The Carolingian Renaissance was significant because it preserved the literary heritage of the Roman Empire and developed a new uniform style of handwriting that made documents more legible. Scholars of that period also systematized Latin grammar, preserving the language of the Roman Catholic Church.
After rising to power in the Frankish empire, Charlemagne endeavored to unite all of the Germanic groups into one empire and convert them to Christianity. Through a series of military campaigns, he consolidated an area ranging from the Pyrenees in southern France to just north of the Balkan Peninsula.
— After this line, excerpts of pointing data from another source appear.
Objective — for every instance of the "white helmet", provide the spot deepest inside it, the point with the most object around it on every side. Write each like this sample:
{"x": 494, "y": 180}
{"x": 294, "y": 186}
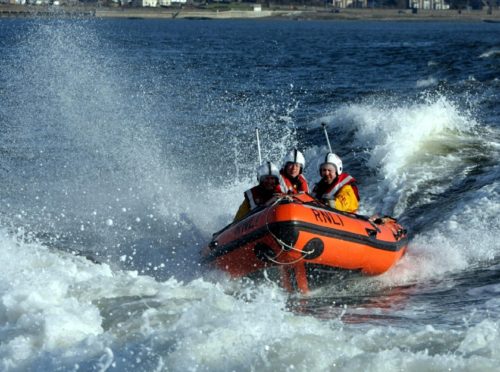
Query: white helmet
{"x": 333, "y": 159}
{"x": 267, "y": 169}
{"x": 295, "y": 156}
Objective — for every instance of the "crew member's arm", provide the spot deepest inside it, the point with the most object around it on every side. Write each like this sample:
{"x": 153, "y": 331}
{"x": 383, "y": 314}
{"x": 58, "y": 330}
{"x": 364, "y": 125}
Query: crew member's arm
{"x": 346, "y": 200}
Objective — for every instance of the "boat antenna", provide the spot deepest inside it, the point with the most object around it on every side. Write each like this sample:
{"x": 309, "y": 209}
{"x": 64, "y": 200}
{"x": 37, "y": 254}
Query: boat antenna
{"x": 258, "y": 145}
{"x": 326, "y": 136}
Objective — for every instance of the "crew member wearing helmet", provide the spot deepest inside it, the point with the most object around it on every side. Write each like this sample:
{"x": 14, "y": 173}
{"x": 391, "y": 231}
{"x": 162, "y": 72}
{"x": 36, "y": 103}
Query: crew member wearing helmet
{"x": 336, "y": 189}
{"x": 294, "y": 180}
{"x": 270, "y": 183}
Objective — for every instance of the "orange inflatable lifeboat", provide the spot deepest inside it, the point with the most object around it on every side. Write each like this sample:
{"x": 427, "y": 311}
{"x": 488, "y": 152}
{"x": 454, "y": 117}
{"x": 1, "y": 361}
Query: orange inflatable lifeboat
{"x": 304, "y": 242}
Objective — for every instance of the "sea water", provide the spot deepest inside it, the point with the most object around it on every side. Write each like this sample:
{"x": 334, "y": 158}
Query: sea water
{"x": 126, "y": 143}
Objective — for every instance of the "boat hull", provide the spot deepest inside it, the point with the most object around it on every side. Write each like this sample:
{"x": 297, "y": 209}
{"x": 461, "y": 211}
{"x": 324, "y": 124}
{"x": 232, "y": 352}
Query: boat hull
{"x": 301, "y": 237}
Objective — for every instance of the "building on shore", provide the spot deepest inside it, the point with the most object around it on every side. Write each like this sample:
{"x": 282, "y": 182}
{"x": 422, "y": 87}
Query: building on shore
{"x": 401, "y": 4}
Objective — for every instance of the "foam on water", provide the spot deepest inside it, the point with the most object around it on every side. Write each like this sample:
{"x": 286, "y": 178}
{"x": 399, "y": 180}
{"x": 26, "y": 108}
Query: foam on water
{"x": 61, "y": 312}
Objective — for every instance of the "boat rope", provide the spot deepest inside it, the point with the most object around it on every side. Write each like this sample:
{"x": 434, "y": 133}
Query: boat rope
{"x": 281, "y": 243}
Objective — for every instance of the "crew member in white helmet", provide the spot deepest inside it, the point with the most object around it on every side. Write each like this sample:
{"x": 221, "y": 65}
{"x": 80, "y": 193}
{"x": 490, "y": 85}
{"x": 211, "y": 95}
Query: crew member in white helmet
{"x": 336, "y": 189}
{"x": 294, "y": 180}
{"x": 270, "y": 183}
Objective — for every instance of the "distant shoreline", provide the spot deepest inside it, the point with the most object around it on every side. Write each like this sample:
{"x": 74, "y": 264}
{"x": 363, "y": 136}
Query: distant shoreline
{"x": 301, "y": 14}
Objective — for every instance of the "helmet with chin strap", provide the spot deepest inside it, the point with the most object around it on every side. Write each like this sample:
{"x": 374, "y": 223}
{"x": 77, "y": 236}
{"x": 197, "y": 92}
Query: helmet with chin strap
{"x": 295, "y": 156}
{"x": 334, "y": 160}
{"x": 267, "y": 169}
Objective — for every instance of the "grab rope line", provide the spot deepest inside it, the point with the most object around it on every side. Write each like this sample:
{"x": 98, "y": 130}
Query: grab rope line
{"x": 281, "y": 243}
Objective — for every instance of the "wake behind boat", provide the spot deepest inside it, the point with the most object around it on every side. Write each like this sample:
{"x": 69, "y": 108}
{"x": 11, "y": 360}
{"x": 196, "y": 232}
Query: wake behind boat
{"x": 306, "y": 241}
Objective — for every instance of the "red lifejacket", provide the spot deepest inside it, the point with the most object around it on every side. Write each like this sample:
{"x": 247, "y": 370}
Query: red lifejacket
{"x": 294, "y": 186}
{"x": 324, "y": 191}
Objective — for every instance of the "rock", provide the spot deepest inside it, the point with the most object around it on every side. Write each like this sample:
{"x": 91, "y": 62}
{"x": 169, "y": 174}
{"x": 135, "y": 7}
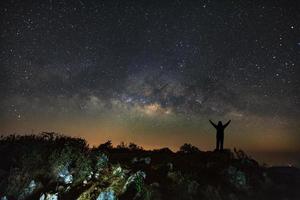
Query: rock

Crowned as Emperor of the Romans by the Pope in A.D. 800, Charlemagne promoted cultural and literary activity throughout his realm. Though virtually illiterate himself, Charlemagne saw the value of education and ensured that his children and grandchildren were fully educated.
During the Carolingian Renaissance, scholars such as Alcuin of York and Paul the Deacon collected Latin manuscripts and copied them. In many cases, the oldest editions of ancient works that have lasted to the present day are copies made during the Carolingian Renaissance. To facilitate this copying, and to ensure that scholars in different areas of the vast empire could understand each other's handwriting, Charlemagne sponsored the creation of the Carolingian minuscule, a form of handwriting from which modern day lower-case letters derive their form.